Schools must remain safe spaces for learning. Measures may include: early warning and intervention systems, anti-bullying mechanisms, counseling services, threat assessment protocols, stronger child protection policies, closer coordination with parents and local authorities
In some cases, families of child offenders become targets of harassment, threats, or retaliation. Local governments and community leaders should be prepared to provide protection and support where necessary, including temporary relocation in extreme situations.
Where appropriate and consistent with the wishes of victims, restorative and reconciliatory initiatives may help rebuild community relationships. These efforts should never replace accountability, but they can help reduce cycles of hatred and revenge.

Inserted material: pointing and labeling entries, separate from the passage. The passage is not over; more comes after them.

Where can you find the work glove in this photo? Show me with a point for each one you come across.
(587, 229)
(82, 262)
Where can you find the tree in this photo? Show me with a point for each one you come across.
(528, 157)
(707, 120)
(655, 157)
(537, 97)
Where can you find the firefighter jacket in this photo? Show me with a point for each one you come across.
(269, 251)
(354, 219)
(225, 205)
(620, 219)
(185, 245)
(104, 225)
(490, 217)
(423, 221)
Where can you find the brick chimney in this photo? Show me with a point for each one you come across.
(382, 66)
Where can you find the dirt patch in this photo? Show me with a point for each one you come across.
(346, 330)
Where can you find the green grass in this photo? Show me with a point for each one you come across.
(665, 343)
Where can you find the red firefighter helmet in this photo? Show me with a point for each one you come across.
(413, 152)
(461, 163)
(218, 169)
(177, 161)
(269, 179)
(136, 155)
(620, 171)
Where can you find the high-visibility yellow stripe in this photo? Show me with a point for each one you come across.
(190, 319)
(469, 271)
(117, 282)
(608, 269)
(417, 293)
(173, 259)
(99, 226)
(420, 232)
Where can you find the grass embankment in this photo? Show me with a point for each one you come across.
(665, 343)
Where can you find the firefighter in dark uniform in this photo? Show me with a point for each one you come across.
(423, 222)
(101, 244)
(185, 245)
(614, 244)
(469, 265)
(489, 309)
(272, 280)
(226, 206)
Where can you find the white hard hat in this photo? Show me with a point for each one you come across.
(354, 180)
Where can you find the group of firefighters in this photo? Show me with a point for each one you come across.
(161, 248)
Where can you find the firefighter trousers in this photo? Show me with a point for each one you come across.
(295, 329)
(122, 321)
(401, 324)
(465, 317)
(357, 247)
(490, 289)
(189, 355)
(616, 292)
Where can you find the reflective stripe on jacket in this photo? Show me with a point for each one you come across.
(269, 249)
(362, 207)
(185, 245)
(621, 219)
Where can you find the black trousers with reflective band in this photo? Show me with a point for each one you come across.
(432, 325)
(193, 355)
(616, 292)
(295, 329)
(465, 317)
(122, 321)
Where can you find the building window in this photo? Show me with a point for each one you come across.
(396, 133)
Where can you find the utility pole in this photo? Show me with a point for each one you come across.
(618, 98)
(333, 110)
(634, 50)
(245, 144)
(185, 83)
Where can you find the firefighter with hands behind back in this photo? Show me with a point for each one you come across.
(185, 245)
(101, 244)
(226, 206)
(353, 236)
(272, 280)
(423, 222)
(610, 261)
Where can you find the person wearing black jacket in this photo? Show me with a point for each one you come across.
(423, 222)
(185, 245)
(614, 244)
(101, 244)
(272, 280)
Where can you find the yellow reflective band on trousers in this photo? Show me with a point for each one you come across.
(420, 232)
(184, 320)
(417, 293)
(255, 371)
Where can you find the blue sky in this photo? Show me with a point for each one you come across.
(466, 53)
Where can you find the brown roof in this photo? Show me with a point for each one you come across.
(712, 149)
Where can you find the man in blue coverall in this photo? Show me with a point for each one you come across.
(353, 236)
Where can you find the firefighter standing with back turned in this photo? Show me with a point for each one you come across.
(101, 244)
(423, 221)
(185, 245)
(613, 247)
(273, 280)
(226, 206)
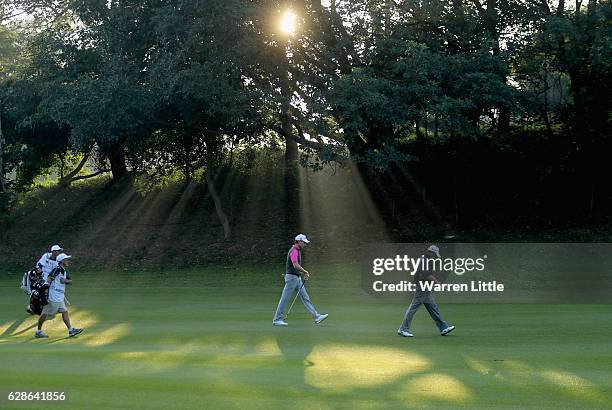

Many misunderstand the purpose of the Juvenile Justice and Welfare Act. Barangays, schools, police officers, faith-based groups, and civic organizations should help educate communities on: children’s rights, accountability mechanisms, diversion programs, child protection systems
There’s a need to create local juvenile protection and prevention councils or task forces or watch dogs. Rather than focusing only on punishment after a tragedy occurs, communities should strengthen preventive structures involving: parents, schools, barangays, social workers, police, youth leaders, faith-based and civic organizations. Their role should be to identify risks early, support vulnerable children, and intervene before problems escalate into violence.
The true measure of a society is not how it responds when everything is working well, but how it responds when tragedy strikes.
We owe justice to the victims.
We owe support to the survivors.
We owe accountability from those responsible. But we also owe future generations a serious commitment to prevention.
If all we do is blame, we will learn nothing.
If all we do is punish, we may repeat the cycle.
But if we seek truth, accountability, healing, and prevention together, then even in the shadow of tragedy, we may begin the difficult work of repairing what has been broken and protecting the children who remain. – Rappler.com
Edna Aquino is a longstanding human rights advocate.